Tu ne te souviens pas vraiment des dernières semaines. Tout se perd, puisque tu as tout perdu. Tout n'est qu'un flou de douleur, de pensées auxquelles tu ne sais même plus assigner de sens, de la monotonie de ton travail et pourtant de ton assiduité, toujours. Tu as tout perdu, mais dans la coquille vide de tes os restent encore gravés ces actions que tu as posées tant de fois. Tu n'as plus rien à faire des apparences, et pourtant tu les conserve. Comme si dans le plus profond de ton crâne était gravé cet ordre, de ne jamais montrer à personne que tu souffres sauf ceux à qui tu veux faire le plus mal. Ceux que tu as échoué. Ceux qui méritent de monter immédiatement au paradis avant de même pouvoir te voir et être tachés plus noir que l'enfer par ta présence. Tu croyais avoir conservé une chose, une seule dans ta vie. Tu croyais n'être un échec que d'une seule, si monumentale façon. Il ne reste plus rien de toi. Tu ne désignerais pas tes regrets comme 'quelque chose'. Tu t'es fracassé, comme tu as fracassé tant de choses, en tellement de petits morceaux qu'on ne pourra jamais te réparer. Si tu le pouvais, tu ramperais plutôt que de marcher - tu ne mérites pas de t'approcher du ciel plus hautement qu'au ras du sol. Tu ne mérites pas de porter tes épaules. De soulever ta tête.
Tu conserves les apparences, parce qu'elles ne valent rien.

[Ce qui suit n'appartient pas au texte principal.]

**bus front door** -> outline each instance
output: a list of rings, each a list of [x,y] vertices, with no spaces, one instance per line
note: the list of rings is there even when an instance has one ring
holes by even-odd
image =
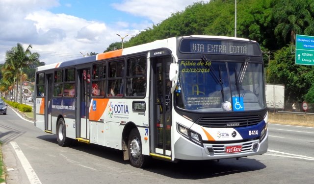
[[[89,108],[89,90],[90,73],[89,69],[78,70],[78,95],[77,96],[76,135],[79,141],[88,142],[89,126],[88,109]]]
[[[46,84],[45,93],[44,95],[45,99],[45,107],[48,108],[45,108],[45,131],[50,133],[52,133],[52,125],[51,111],[52,107],[52,73],[46,74]],[[42,95],[43,94],[41,94]],[[36,95],[36,94],[34,94]],[[36,103],[34,101],[34,103]]]
[[[155,151],[156,154],[171,157],[172,82],[169,80],[169,70],[171,57],[157,57],[152,60]]]

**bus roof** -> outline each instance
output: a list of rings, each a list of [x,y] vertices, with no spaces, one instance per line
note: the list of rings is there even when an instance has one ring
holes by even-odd
[[[234,40],[247,42],[256,42],[247,39],[231,37],[221,36],[209,35],[190,35],[183,37],[169,38],[163,40],[156,40],[154,42],[127,47],[123,49],[116,50],[107,52],[102,53],[95,55],[86,56],[83,58],[75,59],[72,60],[63,61],[52,64],[45,65],[37,68],[36,71],[45,70],[54,68],[63,68],[73,66],[77,65],[88,63],[96,61],[99,61],[106,59],[114,58],[123,55],[144,52],[145,51],[154,50],[160,48],[170,48],[173,52],[176,51],[176,40],[180,38],[212,38],[221,40]]]

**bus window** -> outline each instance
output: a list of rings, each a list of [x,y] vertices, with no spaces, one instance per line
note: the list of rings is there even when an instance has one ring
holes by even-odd
[[[144,96],[146,91],[146,59],[144,56],[128,60],[127,89],[128,96]]]
[[[44,96],[45,92],[45,75],[44,73],[37,74],[36,88],[37,96]]]
[[[93,66],[93,79],[105,78],[105,63],[94,65]]]
[[[62,84],[55,84],[53,85],[53,96],[62,96],[63,86]]]
[[[92,82],[92,96],[104,96],[105,81],[96,81]]]
[[[109,64],[107,96],[123,96],[124,61],[112,61]]]
[[[75,84],[74,83],[64,84],[64,96],[73,97],[75,94]]]

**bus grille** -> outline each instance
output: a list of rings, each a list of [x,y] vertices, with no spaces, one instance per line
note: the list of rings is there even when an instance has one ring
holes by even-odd
[[[196,123],[207,128],[243,127],[258,124],[262,119],[259,115],[238,117],[202,117]]]

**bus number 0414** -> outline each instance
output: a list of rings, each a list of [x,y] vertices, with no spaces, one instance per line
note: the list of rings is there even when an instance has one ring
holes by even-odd
[[[257,130],[249,131],[249,136],[256,136],[259,135],[259,131]]]

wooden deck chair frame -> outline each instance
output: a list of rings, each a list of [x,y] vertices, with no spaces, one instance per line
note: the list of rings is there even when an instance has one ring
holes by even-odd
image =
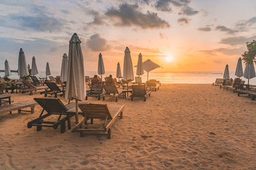
[[[42,127],[53,127],[56,129],[59,125],[61,125],[60,131],[63,133],[66,131],[66,121],[68,123],[68,129],[71,129],[70,118],[75,113],[67,113],[68,109],[59,99],[56,98],[34,98],[34,100],[43,108],[39,117],[29,121],[28,127],[36,127],[36,131],[41,131]],[[44,111],[47,113],[43,115]],[[53,115],[59,115],[56,121],[44,121],[44,119]]]
[[[42,94],[44,93],[44,97],[47,97],[47,94],[54,95],[54,97],[57,98],[57,95],[63,91],[59,88],[55,82],[45,81],[45,85],[50,89],[50,90],[46,90]]]
[[[90,90],[86,91],[86,96],[85,100],[88,100],[88,97],[97,97],[98,100],[100,100],[100,97],[103,96],[103,85],[102,83],[93,83]]]
[[[78,104],[79,108],[84,114],[83,120],[74,127],[73,131],[80,132],[81,136],[84,132],[104,132],[108,134],[108,138],[111,138],[112,126],[118,117],[123,117],[124,105],[115,106],[115,113],[110,112],[107,104],[81,103]],[[87,122],[90,118],[103,119],[104,123],[100,127],[90,127]]]
[[[150,97],[151,91],[147,92],[145,85],[132,85],[132,94],[130,96],[131,101],[135,97],[144,98],[144,101],[146,101],[146,97]]]

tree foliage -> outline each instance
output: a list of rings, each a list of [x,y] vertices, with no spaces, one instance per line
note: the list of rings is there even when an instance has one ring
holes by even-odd
[[[244,52],[243,56],[243,60],[246,64],[250,64],[253,61],[256,63],[256,41],[246,43],[247,52]]]

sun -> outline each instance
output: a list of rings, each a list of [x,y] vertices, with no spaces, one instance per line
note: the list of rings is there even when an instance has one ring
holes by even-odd
[[[166,62],[171,62],[173,59],[173,57],[171,55],[165,57],[165,60]]]

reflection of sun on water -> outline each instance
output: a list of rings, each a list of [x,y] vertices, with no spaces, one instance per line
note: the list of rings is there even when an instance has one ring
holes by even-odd
[[[165,57],[165,60],[166,62],[171,62],[173,59],[173,57],[172,56],[166,56]]]

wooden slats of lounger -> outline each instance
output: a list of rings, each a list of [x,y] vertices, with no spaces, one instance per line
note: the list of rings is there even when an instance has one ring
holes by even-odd
[[[81,103],[78,106],[84,117],[74,128],[73,131],[80,132],[81,136],[86,131],[108,132],[108,138],[111,139],[112,125],[118,117],[122,118],[124,106]],[[87,123],[90,118],[103,119],[103,125],[97,128],[91,127]]]
[[[0,106],[0,113],[10,112],[13,110],[18,110],[18,113],[21,111],[27,111],[33,113],[35,112],[35,106],[37,103],[35,101],[23,101],[20,103],[12,103],[8,105]],[[22,110],[23,108],[30,108],[30,111]]]

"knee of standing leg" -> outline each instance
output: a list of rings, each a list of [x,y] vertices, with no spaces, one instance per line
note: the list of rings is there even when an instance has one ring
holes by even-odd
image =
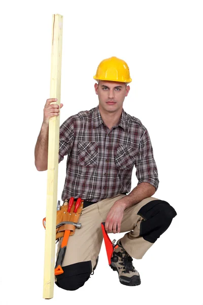
[[[65,290],[76,290],[89,279],[91,272],[91,261],[77,263],[62,267],[63,273],[56,276],[56,285]]]

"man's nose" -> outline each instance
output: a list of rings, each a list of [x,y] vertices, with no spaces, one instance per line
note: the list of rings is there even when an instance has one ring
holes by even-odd
[[[113,99],[114,98],[114,91],[113,89],[109,90],[109,99]]]

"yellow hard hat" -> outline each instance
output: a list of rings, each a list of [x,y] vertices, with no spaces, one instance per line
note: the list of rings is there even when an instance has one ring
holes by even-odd
[[[125,62],[115,56],[102,60],[98,66],[96,75],[98,80],[110,80],[129,83],[130,78],[129,68]]]

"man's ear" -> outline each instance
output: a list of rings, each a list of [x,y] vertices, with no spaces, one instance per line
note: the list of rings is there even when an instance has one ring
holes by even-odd
[[[127,95],[128,94],[128,93],[130,90],[130,87],[129,86],[127,86],[126,88],[126,93],[125,93],[125,97],[127,96]]]
[[[98,95],[98,84],[97,84],[96,83],[95,83],[94,84],[94,89],[95,90],[95,94]]]

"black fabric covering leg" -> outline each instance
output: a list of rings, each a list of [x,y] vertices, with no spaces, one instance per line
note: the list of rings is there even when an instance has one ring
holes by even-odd
[[[62,267],[63,273],[56,276],[55,283],[62,289],[76,290],[89,279],[92,271],[91,261],[81,262]]]
[[[141,207],[138,215],[145,219],[141,223],[140,236],[154,243],[167,230],[177,212],[166,201],[156,200]]]

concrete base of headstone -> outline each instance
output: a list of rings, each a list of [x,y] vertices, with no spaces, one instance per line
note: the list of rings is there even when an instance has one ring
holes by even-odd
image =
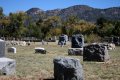
[[[16,61],[9,58],[0,58],[0,75],[14,75]]]
[[[84,61],[99,61],[104,62],[109,60],[107,47],[101,44],[92,44],[84,47],[83,60]]]
[[[46,50],[44,48],[41,48],[41,47],[36,47],[35,53],[46,54]]]
[[[83,68],[79,59],[59,57],[53,62],[55,80],[83,80]]]
[[[5,56],[5,41],[0,39],[0,57]]]
[[[83,48],[69,48],[68,55],[80,55],[83,56]]]
[[[8,48],[8,52],[16,53],[16,48],[15,47],[10,47],[10,48]]]

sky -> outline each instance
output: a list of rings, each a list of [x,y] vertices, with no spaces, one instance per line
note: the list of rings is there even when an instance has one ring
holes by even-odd
[[[0,0],[4,14],[27,11],[30,8],[42,10],[63,9],[74,5],[88,5],[94,8],[120,7],[120,0]]]

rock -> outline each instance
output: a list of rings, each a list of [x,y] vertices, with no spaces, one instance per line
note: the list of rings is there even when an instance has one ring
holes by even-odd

Ton appartement est rempli d'objet fracassés que tu as mal rapiécés. Juste pour tenir le désordre à distance. Juste pour conserver une illusion d'ordre. Tout a l'air normal, mais il suffit de doucement pousser la bibliothèque pour la voir s'écrouler. Il ne te reste que deux verres intacts. Tu as posé quelques livres sur ton bureau pour cacher les taches d'encre. Tu as renié les draps blanc, puisque tu n'arrives plus à les laver du sang de tes mains. En entrant, tout a l'air à sa place. Seul toi connaît l'état réel des choses. Personne ne doit savoir qu'il ne reste plus rien que toi, puisque tu dois souffrir en silence. Tes mots n'ont jamais que ruinés plus de choses encore.
Tu es à l'atelier lorsque ton téléphone sonne. Tu ne reconnais pas le numéro qui s'affiche, et t'apprêtes donc à le reposer. Puis, une pensée traverse ton crâne comme une balle, et tu réponds. La voix de l'autre côté fait trembler tes mains. Tu raccroches, poses tes outils, et sort de l'atelier à la course, sans penser à oublier de verrouiller la porte derrière toi. Tu cours jusqu'à ton appartement, tu cours et tu t'y jettes sans plus attendre - tu te changes et puis tu retournes à la cuisine t'asseoir à la table. Tu poses tes mains tremblantes sur la table, et tu attends.
Quand on sonne à la porte, tu t'élances sans avoir la présence d'esprit de conserver quelconque prestance. Tu ouvres, et dévoiles ton cadet devant toi.
Димитрий.
Tu as oublié de cacher la bouteille de vodka qui trône sur le comptoir de la cuisine. Tu en as encore les relents dans le fond de la gorge, couplés avec la nausée qui ne te quitte plus depuis un moment. Tu fais un pas de côté, pour inviter Димитрий à entrer là où personne ne peut deviner que tu es le pire des démons. Avec tes meubles abîmés à l'air pourtant parfaitement fonctionnels. Tu as quelque chose de coincé dans la gorge (une lame), alors tu attends que ton cadet se prononce en premier. De toute manière, tu n'as plus le droit de lui parler sans qu'il ne s'adresse à toi en premier.